Brendan Reilly ist Sänger der Band Nightmares of You. Weder den Namen der Band noch den des Sängers habe ich jemals (bewusst) gehört. Aus welchen Höhlen holen diese Jungs ihre Sänger? Egal. „Moving Mountains" basiert auf sphärischen Synthies und ist dem R'n'B sehr viel näher als dem House, was auch daran liegt, dass es vier Minuten lang keine Bassdrum gibt. Ein äußerst interessantes Experiment, das durch Weglassen tatsächlich wieder Spannung reinbringt. Würde den Song gern mit einer Strophe von Drake hören.

Bewertung: Im Drake-Remix bestimmt perfekt.

„BangThat"

Aah endlich. Der Track beginnt schon mit diesem hallenden, zerhackten Vocal-Sample und baut sich dann zu einem mies drückenden Elektrohouse-Banger auf. Mit Drop. Normalerweise eher nicht mein Shit, aber dieses Album hat sowas nach 13 Songs dringend nötig. Ich würde mir sogar wünschen, dass „BangThat" noch viel härter bangt.

Bewertung: Mehr Drops bitte.

„Afterthought"

Zum Ende nochmal ne schöne Schnulze, was sonst. Jetzt ist das Kind ja eh schon im Brunnen. „Afterthought" ist ein hymnischer Track, viel Melodie, alles supersweet, klebrig und harmonisch. Wer das nicht abkann, macht halt mit „BangThat" Schluss.
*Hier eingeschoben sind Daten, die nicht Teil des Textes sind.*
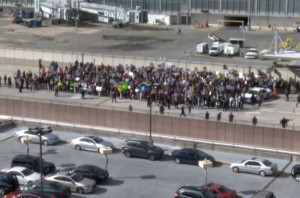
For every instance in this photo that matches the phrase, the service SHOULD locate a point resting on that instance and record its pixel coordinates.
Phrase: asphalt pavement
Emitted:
(135, 177)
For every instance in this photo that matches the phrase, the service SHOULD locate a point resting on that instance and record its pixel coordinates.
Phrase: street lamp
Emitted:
(185, 92)
(150, 86)
(106, 151)
(41, 131)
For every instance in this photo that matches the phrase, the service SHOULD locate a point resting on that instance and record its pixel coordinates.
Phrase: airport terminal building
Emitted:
(173, 12)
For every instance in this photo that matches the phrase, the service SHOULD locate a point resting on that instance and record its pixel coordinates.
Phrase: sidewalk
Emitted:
(269, 114)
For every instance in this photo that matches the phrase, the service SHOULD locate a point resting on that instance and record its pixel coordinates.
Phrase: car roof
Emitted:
(262, 194)
(24, 156)
(133, 140)
(17, 168)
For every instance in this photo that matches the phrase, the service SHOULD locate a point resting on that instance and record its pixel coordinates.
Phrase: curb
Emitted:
(6, 138)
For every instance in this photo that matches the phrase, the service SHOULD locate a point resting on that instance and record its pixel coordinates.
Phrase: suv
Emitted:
(8, 183)
(263, 194)
(33, 163)
(296, 172)
(141, 148)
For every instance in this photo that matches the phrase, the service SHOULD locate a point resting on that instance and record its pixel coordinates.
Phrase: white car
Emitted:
(25, 176)
(47, 139)
(255, 165)
(252, 53)
(266, 93)
(92, 143)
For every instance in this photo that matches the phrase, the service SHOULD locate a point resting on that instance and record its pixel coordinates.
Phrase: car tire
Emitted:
(151, 157)
(45, 142)
(2, 192)
(235, 169)
(80, 190)
(297, 177)
(127, 154)
(77, 147)
(262, 173)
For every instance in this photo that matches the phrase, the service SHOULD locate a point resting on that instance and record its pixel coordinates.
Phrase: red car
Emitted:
(18, 194)
(220, 190)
Bewertung: Mache mit „BangThat" Schluss.

FAZIT:

Insgesamt dann doch etwas zu glatt. Die Nummern mit Gregory Porter und Lorde sind sehr gelungen, und auch der Opener mit The Weeknd hat was. Mit Sam Smith ist der Charterfolg in trockenen Tüchern. Der Rest des Albums ist gefällig, ich würde sagen: zu gefällig. Aber vielleicht muss das so, wenn man sich an ein so breites Publikum richtet. Disclosure sind nun mal inzwischen sehr groß, wer will es ihnen verübeln, wenn sie an dieser Entwicklungsstufe bewusst auf den Mainstream-Erfolg schielen. Trotzdem: Ein bisschen mehr Abwechslung hätte dem Album gut getan.